Even so, the analyst questions how sustainable the boom – for hotels and holiday rentals – actually is. Airbnb, for one, is facing action from local legislators seeking to impose a quarantine zone for new rentals in Lisbon. “I’d say that is a major shift,” says Castro, although, “it’s not a definitive stance yet.”

Tourism also has its existential benefits. The vitality of this market is seen by many Portuguese as a sign that the country is now far removed from the dark days of economic privation it experienced just five years ago. “Tourism was an important factor in overcoming that recession,” says Castro. “So there’s still a sense of appreciation.”

Whether or not international operators can easily reap the benefits in the medium-term is hard to say. Although Marriott operates Lisbon’s largest hotel, and Meliã and Accor seem set to increase their presence in the capital, smaller players, like SanaHotels, VipHotels and Turim, also maintain a significant hold over the market. The appearance of regional operators is more pronounced in Porto, where Vila Galé operates the largest hotel, while Grupo Hotusa – headquartered in Barcelona – is busy increasing its room portfolio.

Preparing for the lows

Nevertheless, there are grounds for international operators to remain optimistic. Capacity is increasing, albeit slowly, while the innate appeal of Portugal as a destination remains high: the cost of flights and living are low; and even with present constraints, this seems set to place the country’s hospitality market in a good position in the long term.
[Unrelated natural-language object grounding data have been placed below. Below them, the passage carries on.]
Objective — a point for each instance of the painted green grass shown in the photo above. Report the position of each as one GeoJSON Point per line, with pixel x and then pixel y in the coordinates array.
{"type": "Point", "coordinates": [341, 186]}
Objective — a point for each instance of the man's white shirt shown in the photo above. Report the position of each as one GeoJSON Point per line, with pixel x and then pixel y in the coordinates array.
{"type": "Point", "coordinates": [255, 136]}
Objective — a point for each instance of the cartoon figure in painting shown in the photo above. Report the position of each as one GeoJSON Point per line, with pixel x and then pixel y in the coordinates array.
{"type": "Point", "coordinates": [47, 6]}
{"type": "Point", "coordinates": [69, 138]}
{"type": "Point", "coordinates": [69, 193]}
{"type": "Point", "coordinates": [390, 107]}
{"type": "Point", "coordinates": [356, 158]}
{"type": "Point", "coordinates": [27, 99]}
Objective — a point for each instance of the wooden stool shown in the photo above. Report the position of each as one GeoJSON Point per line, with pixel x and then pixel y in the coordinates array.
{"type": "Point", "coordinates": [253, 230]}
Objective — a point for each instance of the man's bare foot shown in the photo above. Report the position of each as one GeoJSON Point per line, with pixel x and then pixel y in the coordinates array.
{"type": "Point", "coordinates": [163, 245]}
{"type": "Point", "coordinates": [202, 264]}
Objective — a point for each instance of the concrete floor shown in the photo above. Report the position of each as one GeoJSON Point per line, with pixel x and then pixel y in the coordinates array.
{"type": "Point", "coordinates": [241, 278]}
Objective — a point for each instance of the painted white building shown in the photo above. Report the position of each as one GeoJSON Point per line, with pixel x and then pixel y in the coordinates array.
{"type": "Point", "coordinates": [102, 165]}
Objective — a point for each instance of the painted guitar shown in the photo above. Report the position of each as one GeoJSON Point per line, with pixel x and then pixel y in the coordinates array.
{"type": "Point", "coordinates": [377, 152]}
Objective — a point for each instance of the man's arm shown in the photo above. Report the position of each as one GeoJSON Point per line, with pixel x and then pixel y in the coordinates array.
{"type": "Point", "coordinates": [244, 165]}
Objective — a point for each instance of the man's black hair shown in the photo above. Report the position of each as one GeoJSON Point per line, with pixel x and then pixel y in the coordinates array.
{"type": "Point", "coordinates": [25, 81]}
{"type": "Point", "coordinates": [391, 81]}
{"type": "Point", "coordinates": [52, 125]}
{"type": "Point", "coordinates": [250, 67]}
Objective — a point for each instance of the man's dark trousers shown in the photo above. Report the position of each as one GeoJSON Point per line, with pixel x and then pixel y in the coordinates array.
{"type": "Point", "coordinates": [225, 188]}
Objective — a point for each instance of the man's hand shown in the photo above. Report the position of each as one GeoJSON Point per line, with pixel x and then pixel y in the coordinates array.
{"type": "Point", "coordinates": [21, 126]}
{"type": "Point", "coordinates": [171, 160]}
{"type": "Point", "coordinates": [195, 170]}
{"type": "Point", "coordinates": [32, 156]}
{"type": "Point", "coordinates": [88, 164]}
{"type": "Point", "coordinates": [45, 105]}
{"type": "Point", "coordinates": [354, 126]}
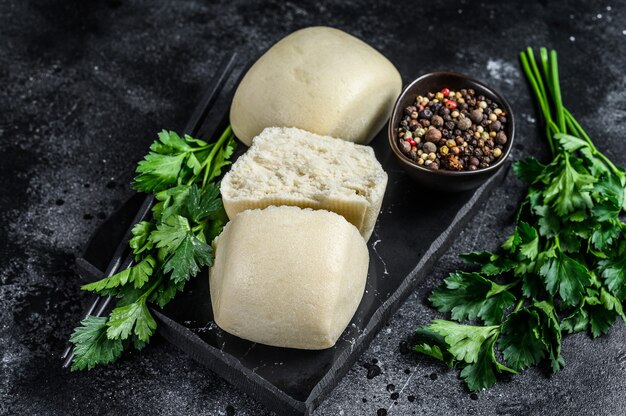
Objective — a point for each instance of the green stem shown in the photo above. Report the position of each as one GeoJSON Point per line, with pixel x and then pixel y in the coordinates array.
{"type": "Point", "coordinates": [207, 163]}
{"type": "Point", "coordinates": [541, 98]}
{"type": "Point", "coordinates": [543, 53]}
{"type": "Point", "coordinates": [556, 90]}
{"type": "Point", "coordinates": [583, 134]}
{"type": "Point", "coordinates": [152, 289]}
{"type": "Point", "coordinates": [535, 69]}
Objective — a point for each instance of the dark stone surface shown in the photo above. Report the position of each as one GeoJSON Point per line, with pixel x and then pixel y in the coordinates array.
{"type": "Point", "coordinates": [85, 85]}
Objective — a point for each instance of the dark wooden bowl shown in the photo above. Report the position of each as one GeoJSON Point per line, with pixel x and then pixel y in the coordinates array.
{"type": "Point", "coordinates": [444, 180]}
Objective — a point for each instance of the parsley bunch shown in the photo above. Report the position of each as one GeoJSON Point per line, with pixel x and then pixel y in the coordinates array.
{"type": "Point", "coordinates": [168, 250]}
{"type": "Point", "coordinates": [563, 269]}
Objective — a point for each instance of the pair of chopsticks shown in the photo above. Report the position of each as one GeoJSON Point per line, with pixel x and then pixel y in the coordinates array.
{"type": "Point", "coordinates": [123, 256]}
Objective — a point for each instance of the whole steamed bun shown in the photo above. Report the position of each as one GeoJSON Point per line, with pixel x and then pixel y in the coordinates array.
{"type": "Point", "coordinates": [317, 79]}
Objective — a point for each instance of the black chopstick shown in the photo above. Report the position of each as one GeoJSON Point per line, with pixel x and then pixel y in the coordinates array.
{"type": "Point", "coordinates": [100, 304]}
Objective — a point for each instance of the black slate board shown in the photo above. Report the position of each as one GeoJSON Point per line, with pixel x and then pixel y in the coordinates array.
{"type": "Point", "coordinates": [414, 227]}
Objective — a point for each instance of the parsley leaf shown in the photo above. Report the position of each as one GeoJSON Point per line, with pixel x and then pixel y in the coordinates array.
{"type": "Point", "coordinates": [171, 233]}
{"type": "Point", "coordinates": [469, 295]}
{"type": "Point", "coordinates": [169, 249]}
{"type": "Point", "coordinates": [567, 250]}
{"type": "Point", "coordinates": [137, 274]}
{"type": "Point", "coordinates": [141, 241]}
{"type": "Point", "coordinates": [92, 346]}
{"type": "Point", "coordinates": [565, 275]}
{"type": "Point", "coordinates": [189, 256]}
{"type": "Point", "coordinates": [614, 273]}
{"type": "Point", "coordinates": [570, 188]}
{"type": "Point", "coordinates": [520, 339]}
{"type": "Point", "coordinates": [135, 316]}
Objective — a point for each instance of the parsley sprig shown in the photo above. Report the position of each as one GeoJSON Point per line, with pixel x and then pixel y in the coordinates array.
{"type": "Point", "coordinates": [168, 250]}
{"type": "Point", "coordinates": [563, 269]}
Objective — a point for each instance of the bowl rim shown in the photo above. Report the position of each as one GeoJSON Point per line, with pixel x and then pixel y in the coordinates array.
{"type": "Point", "coordinates": [443, 172]}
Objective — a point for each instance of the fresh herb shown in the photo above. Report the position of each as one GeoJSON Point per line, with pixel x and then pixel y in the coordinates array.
{"type": "Point", "coordinates": [563, 269]}
{"type": "Point", "coordinates": [169, 249]}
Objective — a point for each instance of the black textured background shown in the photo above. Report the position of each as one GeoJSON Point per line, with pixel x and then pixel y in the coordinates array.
{"type": "Point", "coordinates": [85, 85]}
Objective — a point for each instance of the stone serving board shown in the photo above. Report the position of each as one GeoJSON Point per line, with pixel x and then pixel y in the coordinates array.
{"type": "Point", "coordinates": [415, 226]}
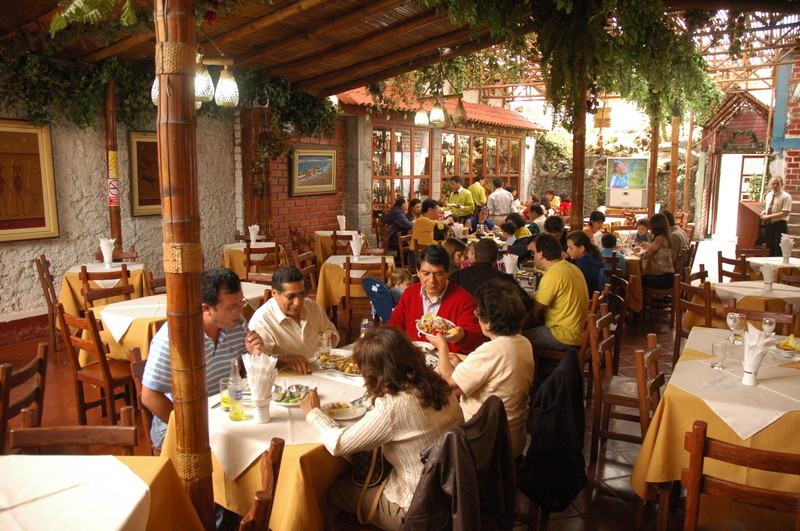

“Those who have worked in this business for 30 years know that there are ups and downs, and one should be prepared for the not-so-good years,” says Rebelo, citing signs that the current boom period in Portuguese tourism will begin to taper off in the next few years. “We have to do our homework. That is, we have to know how to maintain our assets and quality, invest in the qualification of human resources, in innovation, and in an excellent and professional service.” That, at least, will keep the tourists on Lisbon’s trams.